Weight Lifter's Shoulder and AC Separation

The Acromioclavicular joint is a joint between the end of the collar bone and the tip of the wing bone. It forms an apex at the top part of the shoulder.


It is an important connection between a free hanging mobile limb and the rest of the skeleton.



The ligaments that hold the joint together can be damaged, often from direct trauma such as a fall onto the point of the shoulder.

A grade 1 injury involves the ligaments of the AC joint and is stable, grade 2 involves additional disruption to the ligaments that hold the collarbone from lifting.


A grade 3 injury is complete disruption of these ligaments, and the joint can become unstable.


Most of these injuries do not require surgery but they can lead to long-term problems with shoulder function and individual assessment is recommended to guide best management1,2


In some cases, the disc inside the joint that normally cushions it will degrade and the joint will become arthritic with loss of cartilage, formation of bone spurs and these bone spurs can lead to rotator cuff wear and pain


Depending on their activities, most people with AC joint osteoarthritis won’t have significant symptoms because it is quite a stable joint 3.


One recent study showed that 90% of patients with asymptomatic AC OA seen incidentally on MRI for other shoulder issues, remained symptom free for 7 years follow-up 4.


Weight Lifter's Shoulder

A condition that tends to be quite consistently painful and can be very debilitating is AC joint osteolysis, otherwise known as Weight Lifter's shoulder.


This is where the end of the collar bone becomes painful, and the inner structure of the bone starts to break down.

It is a kind of bone stress injury that happens in people who overload their shoulder in the horizontal pushing/pulling plane.

However, the resorption phase seems to continue unopposed for months and it is thought to be related to issues with limited blood flow in the area.

What we see clinically is a very warm, tender edge of the collar bone and a moth-eaten appearance of the end of the clavicle on x-rays, as well as bone bruising on MRI.


The symptoms tend to last over 6 months and it is very limiting for people who enjoy strength training, as even light loads can precipitate severe aggravation of pain.


First line treatment includes rest and possibly a corticosteroid injection, especially when there is significant night pain

Other conservative treatment options are more experimental, targeting the excessive and prolonged phase of bone resorption and blood flow to the bone.


Surgical treatment involves resection of the tip of the collar bone via keyhole surgery and is highly effective with over 90% success rate and a fairly rapid recovery over 1-2 months, which is certainly better than we see in most surgeries

Reference List


1.          Carbone S, Postacchini R, Gumina S. Scapular dyskinesis and SICK syndrome in patients with a chronic type III acromioclavicular dislocation. Results of rehabilitation. Knee Surg Sports Traumatol Arthrosc Off J ESSKA. 2015 May;23(5):1473–80.

2.           Gumina S, Carbone S, Postacchini F. Scapular dyskinesis and SICK scapula syndrome in patients with chronic type III acromioclavicular dislocation. Arthrosc J Arthrosc Relat Surg Off Publ Arthrosc Assoc N Am Int Arthrosc Assoc. 2009 Jan;25(1):40–5.

3.           Mall NA, Foley E, Chalmers PN, Cole BJ, Romeo AA, Bach BR. Degenerative joint disease of the acromioclavicular joint: a review. Am J Sports Med. 2013 Nov;41(11):2684–92.

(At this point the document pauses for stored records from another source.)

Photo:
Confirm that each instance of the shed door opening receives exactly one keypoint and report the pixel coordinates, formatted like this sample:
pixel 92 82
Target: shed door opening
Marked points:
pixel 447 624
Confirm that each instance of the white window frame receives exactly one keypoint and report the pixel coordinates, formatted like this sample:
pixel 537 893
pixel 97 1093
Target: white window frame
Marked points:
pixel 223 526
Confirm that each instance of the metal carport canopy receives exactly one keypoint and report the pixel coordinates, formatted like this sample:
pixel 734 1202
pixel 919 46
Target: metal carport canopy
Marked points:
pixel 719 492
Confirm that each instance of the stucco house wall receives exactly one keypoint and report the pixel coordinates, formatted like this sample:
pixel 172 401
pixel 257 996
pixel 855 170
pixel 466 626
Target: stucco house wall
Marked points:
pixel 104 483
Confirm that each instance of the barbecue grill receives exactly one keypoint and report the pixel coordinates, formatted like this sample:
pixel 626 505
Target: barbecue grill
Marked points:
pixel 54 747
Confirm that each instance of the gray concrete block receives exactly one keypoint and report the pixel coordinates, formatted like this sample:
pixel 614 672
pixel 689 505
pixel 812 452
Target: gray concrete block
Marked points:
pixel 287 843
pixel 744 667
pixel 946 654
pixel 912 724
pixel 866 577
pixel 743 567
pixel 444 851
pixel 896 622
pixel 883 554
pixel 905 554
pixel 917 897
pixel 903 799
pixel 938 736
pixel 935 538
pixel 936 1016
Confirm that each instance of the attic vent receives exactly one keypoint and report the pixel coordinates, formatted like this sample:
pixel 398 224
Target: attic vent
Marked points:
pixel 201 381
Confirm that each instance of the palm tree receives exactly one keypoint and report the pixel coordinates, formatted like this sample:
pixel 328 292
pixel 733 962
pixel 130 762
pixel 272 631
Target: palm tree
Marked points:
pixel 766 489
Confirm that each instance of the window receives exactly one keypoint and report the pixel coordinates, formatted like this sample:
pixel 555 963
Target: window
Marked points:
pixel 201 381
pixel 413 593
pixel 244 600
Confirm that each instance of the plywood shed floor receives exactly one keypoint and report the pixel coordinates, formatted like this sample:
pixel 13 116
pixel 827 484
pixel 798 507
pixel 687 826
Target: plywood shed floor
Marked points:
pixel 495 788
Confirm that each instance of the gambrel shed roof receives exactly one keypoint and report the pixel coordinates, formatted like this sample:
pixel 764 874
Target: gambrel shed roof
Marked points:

4.           Frigg A, Song D, Willi J, Freiburghaus AU, Grehn H. Seven-year course of asymptomatic acromioclavicular osteoarthritis diagnosed by MRI. J Shoulder Elbow Surg. 2019 Oct;28(10):e344–51.

5.           Zawadsky M, Marra G, Wiater JM, Levine WN, Pollock RG, Flatow EL, et al. Osteolysis of the distal clavicle: long-term results of arthroscopic resection. Arthrosc J Arthrosc Relat Surg Off Publ Arthrosc Assoc N Am Int Arthrosc Assoc. 2000 Sep;16(6):600–5.